The UN Declaration on Elimination of Violence Against Women and CEDAW Committee’s General Recommendation 35 further mandate that states are responsible for acts of commission and omission by both state and non-state actors, and that states have a due diligence obligation – that is, to be duly diligent in regulating and protecting women from systemic forms of violence. The state’s due diligence obligation does not end with punishment to the guilty, but extends to providing reparations to victims and to taking “all appropriate measures to prevent acts of gender-based violence against women.” Any acts that provide tacit permission or encouragement to acts of gender-based violence against women would fall short of the due diligence obligation.

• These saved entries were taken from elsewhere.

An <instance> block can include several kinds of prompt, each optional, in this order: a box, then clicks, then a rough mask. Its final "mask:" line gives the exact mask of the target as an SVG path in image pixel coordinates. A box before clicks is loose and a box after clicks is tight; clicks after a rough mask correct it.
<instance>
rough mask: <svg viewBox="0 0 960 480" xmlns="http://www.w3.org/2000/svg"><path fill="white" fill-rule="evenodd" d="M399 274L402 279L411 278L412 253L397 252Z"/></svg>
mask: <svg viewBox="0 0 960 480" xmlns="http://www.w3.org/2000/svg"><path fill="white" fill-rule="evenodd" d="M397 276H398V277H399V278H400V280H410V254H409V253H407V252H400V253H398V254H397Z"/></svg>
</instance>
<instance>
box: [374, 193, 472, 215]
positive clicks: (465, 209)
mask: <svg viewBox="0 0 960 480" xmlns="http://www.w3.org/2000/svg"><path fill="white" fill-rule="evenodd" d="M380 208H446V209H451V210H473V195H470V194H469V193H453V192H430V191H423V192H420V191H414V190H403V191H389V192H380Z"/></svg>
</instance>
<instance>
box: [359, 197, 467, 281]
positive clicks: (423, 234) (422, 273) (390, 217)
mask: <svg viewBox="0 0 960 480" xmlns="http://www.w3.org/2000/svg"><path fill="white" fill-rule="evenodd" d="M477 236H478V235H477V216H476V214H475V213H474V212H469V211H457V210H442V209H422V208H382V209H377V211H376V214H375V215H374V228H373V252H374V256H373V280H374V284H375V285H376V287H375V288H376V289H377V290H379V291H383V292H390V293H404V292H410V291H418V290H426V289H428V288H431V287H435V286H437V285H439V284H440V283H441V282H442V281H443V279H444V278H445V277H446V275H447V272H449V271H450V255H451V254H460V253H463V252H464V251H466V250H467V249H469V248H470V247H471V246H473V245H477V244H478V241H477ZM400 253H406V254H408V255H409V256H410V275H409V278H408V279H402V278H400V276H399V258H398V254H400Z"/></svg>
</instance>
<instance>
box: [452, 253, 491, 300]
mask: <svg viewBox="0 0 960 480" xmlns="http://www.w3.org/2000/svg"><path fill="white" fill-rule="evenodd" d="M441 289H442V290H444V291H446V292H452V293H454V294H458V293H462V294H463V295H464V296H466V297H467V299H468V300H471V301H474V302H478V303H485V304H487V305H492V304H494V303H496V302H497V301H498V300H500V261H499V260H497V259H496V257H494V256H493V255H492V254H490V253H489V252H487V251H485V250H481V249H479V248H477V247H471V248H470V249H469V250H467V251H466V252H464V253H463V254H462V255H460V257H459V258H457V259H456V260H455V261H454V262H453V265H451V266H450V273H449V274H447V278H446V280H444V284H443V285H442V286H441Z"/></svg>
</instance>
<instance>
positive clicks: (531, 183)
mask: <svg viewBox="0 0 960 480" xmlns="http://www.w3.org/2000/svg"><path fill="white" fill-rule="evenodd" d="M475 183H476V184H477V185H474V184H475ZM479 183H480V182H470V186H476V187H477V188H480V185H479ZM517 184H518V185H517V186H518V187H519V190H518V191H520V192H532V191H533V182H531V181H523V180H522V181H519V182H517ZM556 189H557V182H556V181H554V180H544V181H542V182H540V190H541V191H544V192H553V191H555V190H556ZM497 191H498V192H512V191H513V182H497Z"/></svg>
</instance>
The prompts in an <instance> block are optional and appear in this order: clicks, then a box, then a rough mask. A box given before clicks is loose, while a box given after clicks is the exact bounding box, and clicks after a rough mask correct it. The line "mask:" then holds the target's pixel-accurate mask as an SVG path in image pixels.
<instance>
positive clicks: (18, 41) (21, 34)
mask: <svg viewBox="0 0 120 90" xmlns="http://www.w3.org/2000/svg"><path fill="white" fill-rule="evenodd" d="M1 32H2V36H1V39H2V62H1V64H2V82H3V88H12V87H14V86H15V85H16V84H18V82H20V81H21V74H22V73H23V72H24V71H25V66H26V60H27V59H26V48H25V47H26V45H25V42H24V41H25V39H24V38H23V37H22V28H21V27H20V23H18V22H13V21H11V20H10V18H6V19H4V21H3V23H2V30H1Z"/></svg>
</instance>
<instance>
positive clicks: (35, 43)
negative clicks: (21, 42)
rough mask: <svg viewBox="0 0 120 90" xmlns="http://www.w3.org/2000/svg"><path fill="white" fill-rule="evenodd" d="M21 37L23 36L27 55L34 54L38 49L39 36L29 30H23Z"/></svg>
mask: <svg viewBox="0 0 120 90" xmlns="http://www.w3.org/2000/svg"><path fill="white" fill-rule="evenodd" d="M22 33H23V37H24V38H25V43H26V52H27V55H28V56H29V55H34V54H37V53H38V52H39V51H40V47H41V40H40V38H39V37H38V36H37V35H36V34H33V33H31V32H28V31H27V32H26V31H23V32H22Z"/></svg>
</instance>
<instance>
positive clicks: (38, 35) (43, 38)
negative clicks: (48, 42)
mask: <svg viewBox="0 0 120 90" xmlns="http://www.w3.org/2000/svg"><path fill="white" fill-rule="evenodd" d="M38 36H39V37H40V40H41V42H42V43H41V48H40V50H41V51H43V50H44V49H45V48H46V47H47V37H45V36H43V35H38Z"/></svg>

Through the lens of international law
A holistic perspective of the remission order through the lens of international law leads us to several conclusions. A premature release of the eleven persons convicted of multiple rapes and murders, without any clear indication of their reformatory potential, while disregarding the opinion of the trial judge, without giving an opportunity to Bilkis to have her concerns on the remission heard, and through an opaque and arbitrary exercise of executive power, woefully falls short of international legal standards.
In a country such as India, which believes in democracy and rule of law, an intelligible set of criteria that spells out the reformatory potential of a convict and other aspects such as ramifications on the victims, the community they belong to and on the law and order situation are imperative. These would act as guidelines for the Jail Advisory Board that considers pleas of remission from convicts, as well as for the public at large in understanding why an order of remission was issued in favour of some convicts and not others who had committed similarly heinous offences.
Even if India is not a state party to the ICC, the law and rules related to the ICC form part of the body of international law that one must be mindful of. The state’s remission order has, on one hand, led to a chilling effect among victims and potential victims of sexual and gender-based violence, more so in contexts of mass crimes; on the other hand, it has emboldened the convicts and potential perpetrators by providing them tacit encouragement for such offences. These ramifications illustrate that the state has failed to discharge its due diligence obligation to respect, protect and fulfil women’s human rights in international law. As a result, Bilkis Bano has received nothing more than an iota of reparative justice.
Saumya Uma is a professor of law and Director of the Centre for Women’s Rights at Jindal Global Law School, O.P. Jindal Global University. She teaches, writes and speaks at the intersections of gender, human rights and the law. The opinions expressed in this article are her own.